The mechanism of RB/RBILD is still not understood. However, there exists an experimental condition, which shows similar features: in previous experimental inhalation, study investigators used titanium oxide as an inert nontoxic control substance. In these studies it was shown that increasing the dosage of TiO₂ does cause a toxic reaction within the lung by an accumulation of macrophages resulting in obstruction of small bronchi and bronchioles and extension of the infiltrates into the centrilobular lung areas. Macrophages by phagocytosing TiO₂ released cytotoxic enzymes, which subsequently destroyed the wall of bronchi, bronchioles, and alveolar septa and finally resulted in scar formation and fibrosis of alveolar septa. This phenomenon was called overload [27, 28]. Morphologically it resembles RBILD. So probably RBILD is caused by an overload with toxic tobacco smoke products resulting in this accumulation of macrophages. However, it should be reminded that additional factors are acting, since RBILD is not seen in every smoker.

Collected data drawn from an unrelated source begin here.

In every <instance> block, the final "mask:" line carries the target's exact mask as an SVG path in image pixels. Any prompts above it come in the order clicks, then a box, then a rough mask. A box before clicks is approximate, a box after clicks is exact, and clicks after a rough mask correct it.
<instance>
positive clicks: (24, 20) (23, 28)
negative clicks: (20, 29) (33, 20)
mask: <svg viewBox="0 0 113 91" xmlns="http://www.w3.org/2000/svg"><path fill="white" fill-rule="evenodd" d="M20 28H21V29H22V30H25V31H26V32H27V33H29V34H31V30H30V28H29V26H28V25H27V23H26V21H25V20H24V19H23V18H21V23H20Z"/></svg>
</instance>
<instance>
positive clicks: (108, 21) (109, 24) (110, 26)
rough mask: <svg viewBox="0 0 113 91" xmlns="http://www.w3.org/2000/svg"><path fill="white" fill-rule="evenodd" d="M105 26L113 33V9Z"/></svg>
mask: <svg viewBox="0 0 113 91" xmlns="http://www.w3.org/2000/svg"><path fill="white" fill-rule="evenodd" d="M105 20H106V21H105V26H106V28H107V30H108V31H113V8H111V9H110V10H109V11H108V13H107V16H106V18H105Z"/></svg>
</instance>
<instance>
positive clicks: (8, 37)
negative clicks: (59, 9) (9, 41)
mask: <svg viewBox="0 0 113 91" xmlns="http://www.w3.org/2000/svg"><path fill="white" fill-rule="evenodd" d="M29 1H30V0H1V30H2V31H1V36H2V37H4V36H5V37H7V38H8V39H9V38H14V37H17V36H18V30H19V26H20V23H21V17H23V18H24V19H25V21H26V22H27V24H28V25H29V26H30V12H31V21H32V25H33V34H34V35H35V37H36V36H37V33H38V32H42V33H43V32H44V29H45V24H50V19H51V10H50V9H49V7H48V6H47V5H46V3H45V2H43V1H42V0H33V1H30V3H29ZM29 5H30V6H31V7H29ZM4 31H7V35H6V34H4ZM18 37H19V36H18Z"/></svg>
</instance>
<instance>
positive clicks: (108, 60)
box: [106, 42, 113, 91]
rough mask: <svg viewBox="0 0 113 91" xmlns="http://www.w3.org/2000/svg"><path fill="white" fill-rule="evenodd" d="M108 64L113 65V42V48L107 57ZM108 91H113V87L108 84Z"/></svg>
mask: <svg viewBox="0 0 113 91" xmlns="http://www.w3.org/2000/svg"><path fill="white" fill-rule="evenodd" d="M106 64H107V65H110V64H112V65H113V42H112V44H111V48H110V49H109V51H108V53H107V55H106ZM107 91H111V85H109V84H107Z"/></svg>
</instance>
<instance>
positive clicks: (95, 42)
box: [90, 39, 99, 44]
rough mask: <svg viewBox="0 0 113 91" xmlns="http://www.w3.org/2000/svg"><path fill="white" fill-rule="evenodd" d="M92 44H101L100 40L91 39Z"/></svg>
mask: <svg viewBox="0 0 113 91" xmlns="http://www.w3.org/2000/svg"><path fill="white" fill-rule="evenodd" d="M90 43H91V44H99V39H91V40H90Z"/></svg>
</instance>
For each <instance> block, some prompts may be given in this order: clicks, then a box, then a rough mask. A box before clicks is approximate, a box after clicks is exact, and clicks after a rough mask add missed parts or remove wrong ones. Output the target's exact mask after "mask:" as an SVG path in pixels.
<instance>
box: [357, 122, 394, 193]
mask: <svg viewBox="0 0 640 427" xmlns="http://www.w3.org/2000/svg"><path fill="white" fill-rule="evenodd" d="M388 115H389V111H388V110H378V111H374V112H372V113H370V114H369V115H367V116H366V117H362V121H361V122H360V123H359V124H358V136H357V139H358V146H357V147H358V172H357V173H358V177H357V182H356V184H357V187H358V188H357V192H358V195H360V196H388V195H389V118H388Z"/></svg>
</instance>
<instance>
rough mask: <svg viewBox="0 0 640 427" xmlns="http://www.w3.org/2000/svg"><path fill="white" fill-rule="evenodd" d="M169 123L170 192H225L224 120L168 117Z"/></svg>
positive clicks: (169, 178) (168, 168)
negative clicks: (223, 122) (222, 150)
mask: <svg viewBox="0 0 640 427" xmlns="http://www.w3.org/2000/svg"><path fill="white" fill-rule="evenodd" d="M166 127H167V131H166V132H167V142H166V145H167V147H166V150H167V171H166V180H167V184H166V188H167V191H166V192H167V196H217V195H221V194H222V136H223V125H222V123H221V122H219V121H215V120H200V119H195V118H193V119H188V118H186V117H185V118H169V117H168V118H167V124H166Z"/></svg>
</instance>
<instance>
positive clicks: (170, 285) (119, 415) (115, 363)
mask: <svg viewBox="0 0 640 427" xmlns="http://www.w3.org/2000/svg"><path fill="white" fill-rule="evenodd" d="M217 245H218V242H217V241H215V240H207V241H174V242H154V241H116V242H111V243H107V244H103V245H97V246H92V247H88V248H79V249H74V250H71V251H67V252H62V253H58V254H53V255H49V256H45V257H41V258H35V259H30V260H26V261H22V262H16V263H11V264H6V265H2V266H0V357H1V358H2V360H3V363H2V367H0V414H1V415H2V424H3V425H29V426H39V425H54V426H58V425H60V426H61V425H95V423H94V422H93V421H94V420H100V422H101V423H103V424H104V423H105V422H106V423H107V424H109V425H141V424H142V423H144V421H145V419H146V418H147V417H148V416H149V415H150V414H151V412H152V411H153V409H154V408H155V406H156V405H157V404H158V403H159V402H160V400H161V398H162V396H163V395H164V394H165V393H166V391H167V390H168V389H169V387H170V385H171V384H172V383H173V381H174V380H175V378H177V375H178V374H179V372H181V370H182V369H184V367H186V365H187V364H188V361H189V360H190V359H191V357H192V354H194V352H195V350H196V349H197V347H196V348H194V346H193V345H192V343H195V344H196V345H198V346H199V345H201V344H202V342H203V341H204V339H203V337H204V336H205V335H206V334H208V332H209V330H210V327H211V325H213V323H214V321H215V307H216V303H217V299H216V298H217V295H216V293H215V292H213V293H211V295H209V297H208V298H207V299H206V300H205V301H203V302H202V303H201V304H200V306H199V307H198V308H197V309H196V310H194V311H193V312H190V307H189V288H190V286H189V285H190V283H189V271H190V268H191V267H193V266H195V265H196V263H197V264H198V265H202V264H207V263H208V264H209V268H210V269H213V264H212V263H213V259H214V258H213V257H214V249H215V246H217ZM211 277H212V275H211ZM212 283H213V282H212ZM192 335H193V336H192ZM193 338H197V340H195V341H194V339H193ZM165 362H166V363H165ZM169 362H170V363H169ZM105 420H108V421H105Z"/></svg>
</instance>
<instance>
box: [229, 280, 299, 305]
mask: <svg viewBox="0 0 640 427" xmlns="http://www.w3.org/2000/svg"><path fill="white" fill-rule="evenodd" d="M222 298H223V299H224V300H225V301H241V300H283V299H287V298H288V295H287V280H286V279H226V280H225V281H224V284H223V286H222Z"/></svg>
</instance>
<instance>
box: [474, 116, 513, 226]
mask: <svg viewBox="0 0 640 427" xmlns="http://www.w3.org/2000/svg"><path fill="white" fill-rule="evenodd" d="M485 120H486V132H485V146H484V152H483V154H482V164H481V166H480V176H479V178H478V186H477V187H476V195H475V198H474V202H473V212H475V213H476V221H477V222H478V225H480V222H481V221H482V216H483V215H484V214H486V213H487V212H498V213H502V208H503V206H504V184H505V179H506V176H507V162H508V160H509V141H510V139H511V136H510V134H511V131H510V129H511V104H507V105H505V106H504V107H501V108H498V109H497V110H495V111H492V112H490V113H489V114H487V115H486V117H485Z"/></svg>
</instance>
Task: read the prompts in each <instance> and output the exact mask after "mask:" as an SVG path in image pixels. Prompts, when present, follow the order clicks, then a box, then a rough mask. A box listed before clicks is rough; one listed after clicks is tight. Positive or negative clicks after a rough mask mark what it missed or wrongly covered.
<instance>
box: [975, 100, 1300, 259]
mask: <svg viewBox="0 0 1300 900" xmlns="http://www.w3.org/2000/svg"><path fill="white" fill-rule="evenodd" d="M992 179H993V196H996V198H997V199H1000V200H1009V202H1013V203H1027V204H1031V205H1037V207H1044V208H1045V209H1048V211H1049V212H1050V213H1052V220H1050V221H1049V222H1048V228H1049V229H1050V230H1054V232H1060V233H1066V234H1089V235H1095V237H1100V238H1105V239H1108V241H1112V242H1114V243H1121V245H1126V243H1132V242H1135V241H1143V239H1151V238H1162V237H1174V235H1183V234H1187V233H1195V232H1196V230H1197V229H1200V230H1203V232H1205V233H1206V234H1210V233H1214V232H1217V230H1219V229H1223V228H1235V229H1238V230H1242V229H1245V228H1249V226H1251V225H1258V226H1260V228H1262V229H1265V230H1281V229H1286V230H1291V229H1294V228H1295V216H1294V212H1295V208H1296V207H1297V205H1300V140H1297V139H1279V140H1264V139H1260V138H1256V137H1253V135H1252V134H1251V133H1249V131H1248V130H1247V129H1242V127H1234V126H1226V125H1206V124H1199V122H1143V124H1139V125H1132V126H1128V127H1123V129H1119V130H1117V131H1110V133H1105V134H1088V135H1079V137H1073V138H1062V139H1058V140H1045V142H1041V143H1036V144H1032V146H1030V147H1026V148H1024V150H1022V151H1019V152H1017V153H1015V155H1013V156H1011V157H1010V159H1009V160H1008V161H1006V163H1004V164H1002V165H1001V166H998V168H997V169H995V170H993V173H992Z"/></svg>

By definition DIP is characterized by an accumulation of pigmented smoker macrophages within alveoli, completely obscuring the peripheral airspaces. No infiltration of bronchioles is present (Figs. 7.13 and 7.14). Fibrosis of alveolar septa if present is mild. DIP can radiologically simulate a tumor with ground-glass opacity, not uncommonly misdiagnosed as adenocarcinoma in situ [22]. Only by immunohistochemistry using anti-CD68 antibodies the nature of the accumulating cells is becoming clear (Fig. 7.15).

For several decades, the discussion, if RBILD could be the early form of DIP or vice versa, is unsolved. But there are some aspects, which clearly separates both entities: DIP is a rare, whereas RBILD a common disease. Respiratory bronchiolitis is not seen in DIP and extension of macrophage accumulation beyond the centrilobular region is not seen in RBILD. If one disease arises from the other entities, some overlap features should be present. So I think this debate can be closed, just on logical aspects.

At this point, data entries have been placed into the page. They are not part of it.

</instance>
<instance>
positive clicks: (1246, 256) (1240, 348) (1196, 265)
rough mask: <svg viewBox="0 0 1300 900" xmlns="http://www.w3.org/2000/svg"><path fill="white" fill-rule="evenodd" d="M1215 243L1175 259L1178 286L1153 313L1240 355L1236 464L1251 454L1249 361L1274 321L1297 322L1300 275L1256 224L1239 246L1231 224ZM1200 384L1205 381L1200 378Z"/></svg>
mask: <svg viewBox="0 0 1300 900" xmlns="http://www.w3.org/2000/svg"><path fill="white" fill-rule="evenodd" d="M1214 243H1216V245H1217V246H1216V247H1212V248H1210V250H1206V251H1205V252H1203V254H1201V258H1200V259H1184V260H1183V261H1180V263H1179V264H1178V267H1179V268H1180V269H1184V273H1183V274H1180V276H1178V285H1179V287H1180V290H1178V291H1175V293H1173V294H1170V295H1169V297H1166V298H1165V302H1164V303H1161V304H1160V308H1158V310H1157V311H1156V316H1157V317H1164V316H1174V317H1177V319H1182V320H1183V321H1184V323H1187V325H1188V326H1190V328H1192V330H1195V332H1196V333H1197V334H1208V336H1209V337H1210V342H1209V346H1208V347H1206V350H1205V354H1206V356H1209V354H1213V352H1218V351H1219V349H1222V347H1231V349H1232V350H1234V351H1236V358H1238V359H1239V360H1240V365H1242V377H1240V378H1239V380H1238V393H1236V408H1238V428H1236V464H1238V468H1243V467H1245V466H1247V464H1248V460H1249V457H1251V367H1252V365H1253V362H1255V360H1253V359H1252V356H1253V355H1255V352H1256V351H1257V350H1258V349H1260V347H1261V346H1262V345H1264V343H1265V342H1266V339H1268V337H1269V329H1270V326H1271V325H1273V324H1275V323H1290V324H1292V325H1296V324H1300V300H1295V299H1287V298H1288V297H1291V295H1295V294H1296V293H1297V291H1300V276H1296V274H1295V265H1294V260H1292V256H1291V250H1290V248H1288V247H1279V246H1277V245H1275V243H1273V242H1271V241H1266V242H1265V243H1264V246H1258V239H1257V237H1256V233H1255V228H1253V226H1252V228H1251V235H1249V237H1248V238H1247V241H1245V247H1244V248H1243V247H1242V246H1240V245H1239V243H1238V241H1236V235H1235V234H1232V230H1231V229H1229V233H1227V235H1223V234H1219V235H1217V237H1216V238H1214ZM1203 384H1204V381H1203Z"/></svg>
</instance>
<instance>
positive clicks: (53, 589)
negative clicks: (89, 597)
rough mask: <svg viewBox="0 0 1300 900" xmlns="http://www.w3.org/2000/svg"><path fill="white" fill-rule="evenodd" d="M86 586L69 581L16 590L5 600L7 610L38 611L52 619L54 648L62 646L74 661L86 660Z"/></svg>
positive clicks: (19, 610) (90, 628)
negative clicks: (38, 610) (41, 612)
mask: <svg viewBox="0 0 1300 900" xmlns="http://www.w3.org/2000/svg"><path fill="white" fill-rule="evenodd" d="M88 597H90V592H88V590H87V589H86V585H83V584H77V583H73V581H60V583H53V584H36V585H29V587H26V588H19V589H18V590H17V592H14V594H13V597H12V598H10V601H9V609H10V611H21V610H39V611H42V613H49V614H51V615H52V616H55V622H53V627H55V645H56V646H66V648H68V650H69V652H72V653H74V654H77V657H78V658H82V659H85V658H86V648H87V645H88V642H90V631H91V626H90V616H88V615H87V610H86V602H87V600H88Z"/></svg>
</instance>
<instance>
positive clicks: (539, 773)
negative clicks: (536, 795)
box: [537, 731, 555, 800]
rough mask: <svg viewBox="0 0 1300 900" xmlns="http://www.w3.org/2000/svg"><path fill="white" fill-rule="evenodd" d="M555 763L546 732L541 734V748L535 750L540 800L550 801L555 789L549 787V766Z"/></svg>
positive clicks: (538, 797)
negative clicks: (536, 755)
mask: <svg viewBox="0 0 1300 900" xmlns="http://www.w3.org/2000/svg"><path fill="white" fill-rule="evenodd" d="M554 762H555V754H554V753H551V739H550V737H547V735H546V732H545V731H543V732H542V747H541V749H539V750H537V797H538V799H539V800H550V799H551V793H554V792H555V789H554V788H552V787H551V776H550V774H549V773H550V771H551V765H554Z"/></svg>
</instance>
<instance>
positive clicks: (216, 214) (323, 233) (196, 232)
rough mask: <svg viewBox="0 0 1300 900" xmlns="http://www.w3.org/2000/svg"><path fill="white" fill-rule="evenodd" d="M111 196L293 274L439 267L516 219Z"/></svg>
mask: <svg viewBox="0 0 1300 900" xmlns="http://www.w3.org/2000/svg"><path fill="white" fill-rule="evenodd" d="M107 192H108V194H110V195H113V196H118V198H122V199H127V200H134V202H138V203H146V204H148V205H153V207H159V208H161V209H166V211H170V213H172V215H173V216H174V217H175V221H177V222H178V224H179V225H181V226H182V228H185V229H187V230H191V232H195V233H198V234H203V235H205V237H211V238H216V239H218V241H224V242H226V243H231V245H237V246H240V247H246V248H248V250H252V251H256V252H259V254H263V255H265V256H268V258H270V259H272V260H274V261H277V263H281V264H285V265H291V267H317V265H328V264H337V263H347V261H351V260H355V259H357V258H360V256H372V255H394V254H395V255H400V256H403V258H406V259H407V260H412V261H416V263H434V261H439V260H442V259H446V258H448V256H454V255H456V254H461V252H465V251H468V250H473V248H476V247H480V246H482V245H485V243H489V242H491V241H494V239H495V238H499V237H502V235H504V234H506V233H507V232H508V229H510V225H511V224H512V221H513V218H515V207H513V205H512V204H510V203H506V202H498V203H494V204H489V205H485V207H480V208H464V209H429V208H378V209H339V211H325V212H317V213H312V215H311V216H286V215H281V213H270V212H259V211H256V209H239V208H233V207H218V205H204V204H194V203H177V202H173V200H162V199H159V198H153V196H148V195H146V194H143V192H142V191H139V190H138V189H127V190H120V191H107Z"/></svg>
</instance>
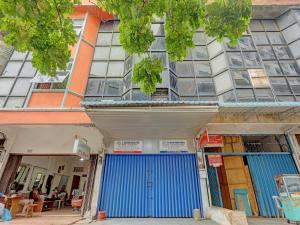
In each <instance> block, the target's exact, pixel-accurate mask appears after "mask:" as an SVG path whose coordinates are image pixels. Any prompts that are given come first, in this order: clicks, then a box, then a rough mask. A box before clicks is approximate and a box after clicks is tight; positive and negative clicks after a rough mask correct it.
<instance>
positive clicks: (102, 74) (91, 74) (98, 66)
mask: <svg viewBox="0 0 300 225" xmlns="http://www.w3.org/2000/svg"><path fill="white" fill-rule="evenodd" d="M106 69H107V62H93V63H92V67H91V72H90V74H91V75H92V76H98V77H105V75H106Z"/></svg>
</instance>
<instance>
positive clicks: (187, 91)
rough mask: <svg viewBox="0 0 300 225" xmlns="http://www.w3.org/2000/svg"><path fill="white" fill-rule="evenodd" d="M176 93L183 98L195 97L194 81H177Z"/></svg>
mask: <svg viewBox="0 0 300 225" xmlns="http://www.w3.org/2000/svg"><path fill="white" fill-rule="evenodd" d="M177 87H178V92H179V94H180V95H183V96H195V95H196V96H197V92H196V82H195V79H187V78H184V79H178V80H177Z"/></svg>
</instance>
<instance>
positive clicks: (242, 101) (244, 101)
mask: <svg viewBox="0 0 300 225" xmlns="http://www.w3.org/2000/svg"><path fill="white" fill-rule="evenodd" d="M236 96H237V98H238V101H240V102H253V101H255V97H254V93H253V90H252V89H238V90H236Z"/></svg>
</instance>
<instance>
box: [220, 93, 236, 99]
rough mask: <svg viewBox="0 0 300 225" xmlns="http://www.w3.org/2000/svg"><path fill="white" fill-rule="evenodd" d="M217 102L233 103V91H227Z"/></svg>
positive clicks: (233, 94) (222, 94) (220, 97)
mask: <svg viewBox="0 0 300 225" xmlns="http://www.w3.org/2000/svg"><path fill="white" fill-rule="evenodd" d="M219 100H220V101H221V102H235V101H236V99H235V95H234V92H233V91H228V92H226V93H224V94H222V95H220V96H219Z"/></svg>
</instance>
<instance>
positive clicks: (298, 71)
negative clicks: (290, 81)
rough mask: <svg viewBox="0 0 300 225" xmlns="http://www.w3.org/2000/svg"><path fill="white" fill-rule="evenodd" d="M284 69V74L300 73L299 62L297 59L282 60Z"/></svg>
mask: <svg viewBox="0 0 300 225" xmlns="http://www.w3.org/2000/svg"><path fill="white" fill-rule="evenodd" d="M280 65H281V68H282V71H283V74H284V75H287V76H295V75H300V69H299V66H298V64H297V63H296V62H295V61H289V62H287V61H282V62H280Z"/></svg>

The reason of DIP might be explained similar to RBILD; however, as DIP is rare, there might be some other underlying disease modifiers, which we do not know. A few other causes have been reported in the literature such as steel welding fumes [36], waterproofing sprays [37], and toxin inhalation, as well as certain drugs [35].

Bronchoalveolar lavage can be of help in the diagnosis of DIP and RBILD. However, in both diseases pigmented alveolar macrophages dominate the cytological findings. Alveolar macrophages can be seen in up to 85 % of the total cells. Staining for hemosiderin can be positive in these macrophages; however, this is a mild finely granular staining, not coarse granular as in previous episodes of hemorrhage.